In "Sommerfrauen, Winterfrauen" (eine Meerjungfrau gibt es im Übrigen auch in diesem Buch) geht es um den Regiestudenten Jonas und einige wenige Frauen, die großen Einfluss auf sein Leben nehmen. Jonas zieht es im Rahmen seines Filmstudiums nach New York. Er bildet die Vorhut für eine Studentengruppe des bekannten Regisseurs Lila von Dornbusch, die ein paar Wochen in New York verbringen wird. New York soll dabei die Quelle der Kreativität und Inspiration für die Filmversuche der Studenten sein.

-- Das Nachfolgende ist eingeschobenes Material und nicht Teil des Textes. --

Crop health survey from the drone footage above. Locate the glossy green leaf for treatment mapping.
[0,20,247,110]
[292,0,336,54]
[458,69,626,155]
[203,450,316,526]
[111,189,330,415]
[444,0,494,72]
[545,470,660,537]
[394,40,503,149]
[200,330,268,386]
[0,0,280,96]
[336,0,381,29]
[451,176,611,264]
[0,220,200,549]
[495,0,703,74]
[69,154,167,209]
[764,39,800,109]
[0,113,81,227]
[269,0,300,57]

Bei seinen ersten Gehversuchen durch die Stadt, ist Jonas mit dem Großstadtleben völlig überfordert. Dank der Kontakte von Lila - warum muss ich nur immer an Rosa von Praunheim denken? - kommt er bei dem legendären und exzentrischen Filmemacher Jeremiah unter, der in den letzten Jahren eher durch seine adipöse Erscheinung und seinem divenhaften Gemüt als durch cineastische Erfolge im Gespräch war. Und doch hat er sich einen Namen in der Künstlerszene gemacht, von dem auch Jonas profitiert. 
"Vor vielen Jahren muss Jeremiah ein schöner Mann gewesen sein. Auf den Schwarz-Weiss-Fotos aus jener Zeit sieht man ein weiches, melancholisches, fast mageres Gesicht, in dem ausdrucksvolle Augen etwas scheu und gebrochen in die Welt blicken. Wenn man jung ist, ist Gebrochenheit schön und faszinierend, später will man es nicht mehr sehen. Nun ist der Mann wie ein Walfisch am Leben gestrandet, erfüllt von Bitternis, oft zynisch."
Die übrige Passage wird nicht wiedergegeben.